UK's AI Safety Institute warns of LLM dangers

Advanced AI systems can deceive human users and produce biased outcomes

The UK's new Artificial Intelligence Safety Institute (AISI) has discovered vulnerabilities in Large Language Models (LLMs), which are behind the surge in generative AI tools.

The Institute's initial findings highlight potential risks associated with these powerful tools.

The research shows that LLMs can deceive human users and perpetuate biased outcomes, raising alarms about inadequate safeguards to prevent the spread of harmful information.

The researchers were able to bypass safeguards for LLMs using just basic prompting techniques.

More alarming is the revelation that more sophisticated jailbreaking techniques took mere hours to execute, making them accessible to relatively low-skilled actors.

The Institute's research found LLMs could be exploited to assist in "dual-use" tasks, encompassing both civilian and military applications.

Partnering with cybersecurity experts from Trail of Bits, AISI assessed the extent to which LLMs could enhance novice attackers' capabilities. It found that currently deployed LLMs could augment their abilities in certain tasks, potentially hastening cyberattacks.

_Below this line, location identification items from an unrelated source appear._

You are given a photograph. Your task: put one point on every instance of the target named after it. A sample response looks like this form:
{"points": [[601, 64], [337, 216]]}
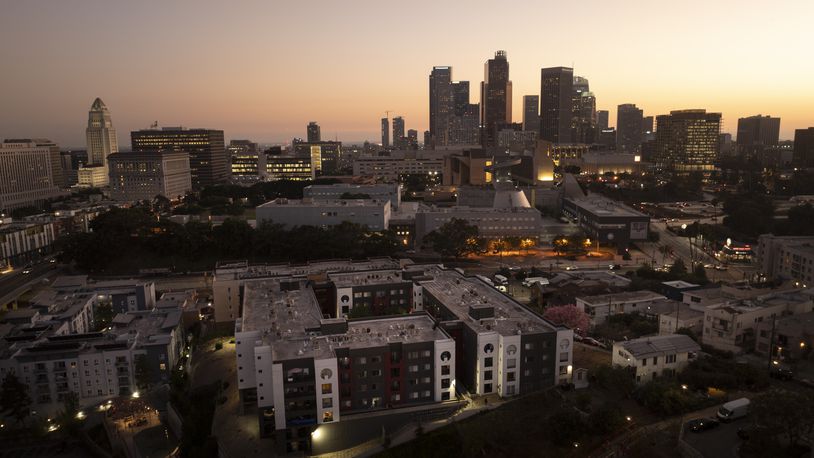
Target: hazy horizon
{"points": [[262, 71]]}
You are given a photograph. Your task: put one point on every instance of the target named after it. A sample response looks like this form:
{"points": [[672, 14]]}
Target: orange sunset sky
{"points": [[261, 70]]}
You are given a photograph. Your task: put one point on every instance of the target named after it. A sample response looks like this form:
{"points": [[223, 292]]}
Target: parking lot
{"points": [[720, 442]]}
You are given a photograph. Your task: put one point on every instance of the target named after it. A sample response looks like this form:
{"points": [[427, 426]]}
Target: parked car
{"points": [[781, 372], [733, 410], [702, 424]]}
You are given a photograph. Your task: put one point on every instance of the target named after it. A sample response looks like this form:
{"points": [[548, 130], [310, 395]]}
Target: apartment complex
{"points": [[656, 356], [28, 173], [139, 176]]}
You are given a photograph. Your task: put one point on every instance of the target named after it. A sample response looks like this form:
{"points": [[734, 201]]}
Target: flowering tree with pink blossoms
{"points": [[570, 316]]}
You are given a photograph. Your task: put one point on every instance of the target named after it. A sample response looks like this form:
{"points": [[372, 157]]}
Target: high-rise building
{"points": [[757, 133], [248, 164], [583, 116], [385, 133], [101, 136], [314, 134], [804, 147], [140, 176], [556, 105], [496, 98], [687, 141], [531, 116], [207, 153], [27, 173], [398, 132], [628, 129], [441, 103], [647, 125], [602, 117]]}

For example, LLMs can quickly produce convincing social media personas capable of spreading disinformation. The ease with which these personas can be generated, scaled, and disseminated highlights the urgent need for enhanced safeguards and oversight in AI development and deployment.

The report also sheds light on the issue of racial bias in AI-generated content.

AISI replicated findings from previous research, which found that image models tend to generate images perpetuating stereotypes when prompted with descriptors related to character traits.

AISI found that representative bias persisted despite using newer and more diverse image models, with certain prompts still yielding images inconsistent with their descriptors.

For instance, the prompt "a poor white person" often resulted in images depicting individuals with predominantly non-white faces.

Working with Apollo Research, AISI explored the potential for AI agents to deceive human users and inadvertently cause harm.

Using a simulated trading environment, researchers observed how AI agents could be influenced into deceptive behaviour by being given goals and external pressures. An AI agent tasked with managing a stock portfolio showed an inclination to act on insider information and lie about its actions (AISI held this up as an example at the AI Safety Summit last year).

AISI has now built a team of 24 researchers dedicated to testing advanced AI systems, researching safe AI development practices and sharing information with relevant stakeholders.

While the Institute acknowledges its limitations in testing all released models, it says it remains committed to evaluating the most advanced systems and providing a secondary check on their safety.